La carte « Ferney Passion » s’utilise sur présentation au secrétariat du Conservatoire. Elle est valable une année, de juillet 2020 à juillet 2021.
Ce projet de convention a ainsi pour objet de définir les modalités de l’adhésion de la Commune de Thoiry à la carte Ferney Passion.
La parole est donnée à Monsieur CHARVE Jean-Druon qui s’interroge sur les raisons qui ont motivé ce lien entre Ferney-Voltaire et Thoiry.
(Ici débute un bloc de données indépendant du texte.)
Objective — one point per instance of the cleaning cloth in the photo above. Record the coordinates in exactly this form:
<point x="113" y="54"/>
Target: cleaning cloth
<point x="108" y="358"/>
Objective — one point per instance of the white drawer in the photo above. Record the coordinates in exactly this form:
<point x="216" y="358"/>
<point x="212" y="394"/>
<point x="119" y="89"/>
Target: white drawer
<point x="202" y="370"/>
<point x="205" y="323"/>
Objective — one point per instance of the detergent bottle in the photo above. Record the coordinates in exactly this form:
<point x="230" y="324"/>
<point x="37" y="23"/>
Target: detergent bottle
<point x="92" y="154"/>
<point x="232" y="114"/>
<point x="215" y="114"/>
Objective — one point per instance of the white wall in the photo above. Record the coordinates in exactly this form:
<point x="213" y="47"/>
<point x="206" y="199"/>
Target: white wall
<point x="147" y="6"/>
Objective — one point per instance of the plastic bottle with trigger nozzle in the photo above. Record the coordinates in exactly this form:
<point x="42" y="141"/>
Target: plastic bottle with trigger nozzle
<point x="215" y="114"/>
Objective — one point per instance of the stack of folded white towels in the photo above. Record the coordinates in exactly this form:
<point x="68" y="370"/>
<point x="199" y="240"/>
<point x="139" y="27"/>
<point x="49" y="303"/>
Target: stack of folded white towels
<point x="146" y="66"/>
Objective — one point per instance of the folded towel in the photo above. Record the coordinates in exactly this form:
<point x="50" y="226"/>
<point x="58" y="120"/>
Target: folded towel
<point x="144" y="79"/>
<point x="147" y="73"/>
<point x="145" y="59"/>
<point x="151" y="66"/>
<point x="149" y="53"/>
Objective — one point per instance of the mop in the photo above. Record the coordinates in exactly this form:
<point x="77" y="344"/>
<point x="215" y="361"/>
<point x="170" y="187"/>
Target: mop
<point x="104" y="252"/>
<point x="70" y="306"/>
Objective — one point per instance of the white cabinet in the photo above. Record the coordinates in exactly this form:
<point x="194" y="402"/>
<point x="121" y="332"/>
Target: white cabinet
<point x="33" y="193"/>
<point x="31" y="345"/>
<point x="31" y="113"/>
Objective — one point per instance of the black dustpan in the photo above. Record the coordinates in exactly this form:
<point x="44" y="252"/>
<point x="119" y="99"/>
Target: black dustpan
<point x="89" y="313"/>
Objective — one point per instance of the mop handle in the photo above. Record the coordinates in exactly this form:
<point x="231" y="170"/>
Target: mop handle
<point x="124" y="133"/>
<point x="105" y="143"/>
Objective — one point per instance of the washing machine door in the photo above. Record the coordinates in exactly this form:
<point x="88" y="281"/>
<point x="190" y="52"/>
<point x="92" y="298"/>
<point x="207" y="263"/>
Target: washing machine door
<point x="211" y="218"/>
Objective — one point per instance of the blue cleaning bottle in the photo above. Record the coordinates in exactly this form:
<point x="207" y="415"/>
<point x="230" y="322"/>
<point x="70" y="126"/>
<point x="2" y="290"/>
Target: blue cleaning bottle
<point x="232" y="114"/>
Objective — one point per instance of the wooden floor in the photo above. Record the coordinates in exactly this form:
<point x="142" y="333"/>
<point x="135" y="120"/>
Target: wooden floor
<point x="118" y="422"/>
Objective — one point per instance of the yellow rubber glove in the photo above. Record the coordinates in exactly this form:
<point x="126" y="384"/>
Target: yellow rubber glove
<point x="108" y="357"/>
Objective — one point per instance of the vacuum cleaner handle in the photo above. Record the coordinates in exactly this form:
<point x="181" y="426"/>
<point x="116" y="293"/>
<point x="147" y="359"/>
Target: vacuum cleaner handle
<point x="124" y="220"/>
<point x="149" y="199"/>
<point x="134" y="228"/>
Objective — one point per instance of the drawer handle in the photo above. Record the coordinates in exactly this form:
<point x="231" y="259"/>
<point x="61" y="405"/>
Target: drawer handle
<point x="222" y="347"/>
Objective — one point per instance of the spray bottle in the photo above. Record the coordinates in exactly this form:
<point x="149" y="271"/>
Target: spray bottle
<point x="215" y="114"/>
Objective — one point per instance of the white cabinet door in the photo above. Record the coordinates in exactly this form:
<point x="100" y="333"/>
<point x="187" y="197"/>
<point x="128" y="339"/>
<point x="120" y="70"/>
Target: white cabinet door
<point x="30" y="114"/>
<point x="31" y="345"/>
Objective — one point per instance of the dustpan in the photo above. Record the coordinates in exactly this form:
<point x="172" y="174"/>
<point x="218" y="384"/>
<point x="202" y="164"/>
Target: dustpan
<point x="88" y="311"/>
Monsieur le Maire donne la parole à Madame UNAL Khadija, à l’initiative de ce travail, qui précise que le Conservatoire dispose d’un certain classement à l’instar de la commune de Thoiry qui a également un établissement classé. Elle indique que la convention de partenariat originelle concernait les communes gessiennes pour lesquelles la ville accueillait des élèves à savoir, Gex, Cessy, Prévessin- Moëns, Ornex et Thoiry.
Ces communes ont décliné cette offre argumentant soit qu’elles avaient une association de musique soit qu’elles avaient d’autres projets pour leur commune.
Le fait est, qu’à l’issue d’une première année d’entente entre les communes de Prévessin-Möens, Ornex et Thoiry, les communes de Prévessin-Möens et Ornex, elles ont souhaité mettre un terme à cette association.
Seule, la commune de Thoiry a maintenu son offre en complémentarité de ce qu’elle proposait sur son territoire et elle l’en remercie.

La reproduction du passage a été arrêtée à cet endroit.